Published online Mar 21, 2005. doi: 10.3748/wjg.v11.i11.1705
Revised: September 9, 2004
Accepted: November 19, 2004
Published online: March 21, 2005
AIM: To study the expression of hypoxia-inducible factor 1α (HIF-1α) and vascular endothelial growth factor (VEGF) in hepatocellular carcinoma (HCC) and the impact on neovascularization and survival.
METHODS: Expressions of HIF-1α, VEGF and microvessel density (MVD) are studied through immunohistochemistry in 36 cases of HCC and the corresponding paraneoplastic tissue and 6 cases of normal liver tissue. The relationship of the expressions of HIF-1α and VEGF with the clinicopathological data and survival are analyzed.

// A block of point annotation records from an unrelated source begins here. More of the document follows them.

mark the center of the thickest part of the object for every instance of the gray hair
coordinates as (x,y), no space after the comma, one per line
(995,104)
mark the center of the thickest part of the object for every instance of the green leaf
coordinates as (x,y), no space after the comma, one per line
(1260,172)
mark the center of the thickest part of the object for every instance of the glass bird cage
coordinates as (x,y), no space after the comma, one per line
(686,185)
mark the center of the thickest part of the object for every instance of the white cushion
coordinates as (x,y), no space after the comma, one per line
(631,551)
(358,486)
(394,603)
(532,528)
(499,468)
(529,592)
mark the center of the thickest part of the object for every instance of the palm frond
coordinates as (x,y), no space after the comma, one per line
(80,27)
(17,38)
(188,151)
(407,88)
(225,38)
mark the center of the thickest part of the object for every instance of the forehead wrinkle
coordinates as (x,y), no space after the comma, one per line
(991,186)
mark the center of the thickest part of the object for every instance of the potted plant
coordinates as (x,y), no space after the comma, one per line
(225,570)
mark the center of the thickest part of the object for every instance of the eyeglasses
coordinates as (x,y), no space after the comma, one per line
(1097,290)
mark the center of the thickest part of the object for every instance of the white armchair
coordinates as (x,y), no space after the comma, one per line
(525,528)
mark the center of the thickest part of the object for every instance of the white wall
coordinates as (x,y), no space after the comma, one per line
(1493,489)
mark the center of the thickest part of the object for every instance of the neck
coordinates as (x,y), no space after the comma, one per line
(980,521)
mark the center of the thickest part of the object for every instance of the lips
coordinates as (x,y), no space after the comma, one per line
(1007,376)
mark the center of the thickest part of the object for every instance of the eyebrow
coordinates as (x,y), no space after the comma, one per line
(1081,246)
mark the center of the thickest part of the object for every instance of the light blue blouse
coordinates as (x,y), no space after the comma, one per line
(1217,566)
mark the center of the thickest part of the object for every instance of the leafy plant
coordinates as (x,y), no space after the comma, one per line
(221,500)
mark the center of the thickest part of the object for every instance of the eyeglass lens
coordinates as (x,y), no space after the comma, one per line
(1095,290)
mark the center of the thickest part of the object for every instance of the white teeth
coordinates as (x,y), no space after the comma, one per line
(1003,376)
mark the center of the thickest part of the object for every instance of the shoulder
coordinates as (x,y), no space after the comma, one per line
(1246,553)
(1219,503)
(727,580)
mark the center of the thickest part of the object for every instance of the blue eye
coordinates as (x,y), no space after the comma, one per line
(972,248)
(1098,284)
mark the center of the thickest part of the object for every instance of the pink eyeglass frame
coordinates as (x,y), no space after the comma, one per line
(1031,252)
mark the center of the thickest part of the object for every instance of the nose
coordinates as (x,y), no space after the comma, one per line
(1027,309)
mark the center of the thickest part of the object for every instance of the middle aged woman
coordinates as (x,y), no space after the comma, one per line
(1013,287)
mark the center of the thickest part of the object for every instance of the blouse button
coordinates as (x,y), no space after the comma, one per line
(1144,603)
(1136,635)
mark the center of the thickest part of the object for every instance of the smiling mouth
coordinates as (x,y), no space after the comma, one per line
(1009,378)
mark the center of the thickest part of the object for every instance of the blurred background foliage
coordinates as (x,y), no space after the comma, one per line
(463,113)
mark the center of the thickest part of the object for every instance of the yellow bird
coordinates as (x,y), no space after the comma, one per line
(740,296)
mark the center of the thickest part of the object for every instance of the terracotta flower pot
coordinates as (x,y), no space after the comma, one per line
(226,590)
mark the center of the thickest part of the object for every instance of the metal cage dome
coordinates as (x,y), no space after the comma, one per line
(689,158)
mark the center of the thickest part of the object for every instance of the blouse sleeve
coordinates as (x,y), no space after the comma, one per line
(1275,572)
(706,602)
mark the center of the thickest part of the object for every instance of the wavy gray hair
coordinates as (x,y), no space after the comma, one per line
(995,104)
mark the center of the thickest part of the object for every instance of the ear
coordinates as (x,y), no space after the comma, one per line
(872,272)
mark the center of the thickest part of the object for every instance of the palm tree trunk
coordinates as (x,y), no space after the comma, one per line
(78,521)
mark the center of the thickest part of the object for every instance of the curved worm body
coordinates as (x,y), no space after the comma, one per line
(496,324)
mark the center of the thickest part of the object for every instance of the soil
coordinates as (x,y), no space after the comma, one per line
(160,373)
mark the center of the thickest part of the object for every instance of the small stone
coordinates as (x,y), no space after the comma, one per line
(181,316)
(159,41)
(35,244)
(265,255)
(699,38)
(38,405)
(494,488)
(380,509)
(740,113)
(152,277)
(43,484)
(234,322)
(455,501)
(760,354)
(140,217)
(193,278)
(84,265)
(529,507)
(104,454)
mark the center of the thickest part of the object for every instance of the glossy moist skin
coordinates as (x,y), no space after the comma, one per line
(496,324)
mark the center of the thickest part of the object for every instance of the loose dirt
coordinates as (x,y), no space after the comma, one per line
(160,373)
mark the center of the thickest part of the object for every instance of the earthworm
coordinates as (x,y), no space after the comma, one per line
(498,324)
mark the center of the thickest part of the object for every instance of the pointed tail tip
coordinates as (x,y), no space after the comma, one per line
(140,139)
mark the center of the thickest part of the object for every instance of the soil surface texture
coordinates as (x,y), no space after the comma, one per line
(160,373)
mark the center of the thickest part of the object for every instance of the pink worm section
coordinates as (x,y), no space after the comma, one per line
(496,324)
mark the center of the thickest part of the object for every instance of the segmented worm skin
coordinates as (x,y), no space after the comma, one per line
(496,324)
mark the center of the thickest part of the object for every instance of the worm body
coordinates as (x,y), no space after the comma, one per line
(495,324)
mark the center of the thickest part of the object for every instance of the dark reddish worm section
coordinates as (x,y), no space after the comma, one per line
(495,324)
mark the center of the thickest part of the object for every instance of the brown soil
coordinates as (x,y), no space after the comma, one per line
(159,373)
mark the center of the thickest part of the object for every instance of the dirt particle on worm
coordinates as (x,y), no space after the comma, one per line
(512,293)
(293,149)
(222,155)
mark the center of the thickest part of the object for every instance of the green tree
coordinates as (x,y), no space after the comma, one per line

RESULTS: The positive rate of VEGF in HCC was 32/36, which is significantly higher than that in paraneoplastic tissue and normal liver tissue (P<0.05). The expression of HIF-1α in HCC tissue is 24/36, also higher than that in paraneoplastic tissue and normal liver tissue (P<0.05). The expression of VEGF and HIF-1α in HCC with microscopic venous invasion is significantly higher than that in HCC without microscopic venous invasion (P<0.05). Spearman correlation analysis does not only show the expression of HIF-1α as correlated with the expression of VEGF (rs = 0.459, P<0.01), but it also shows the expression of HIF-1α and VEGF as correlated with MVD (rs = 0.412 and 0.336, respectively, P<0.05). The differences of the survival rates among VEGF positive group and VEGF negative group are significant (P<0.05), whereas the differences of the survival rates among the HIF-1α negative group and positive group are not significant (P>0.05).
CONCLUSION: HIF-1α plays important roles in neovascularization in HCC possibly through regulation of VEGF transcription.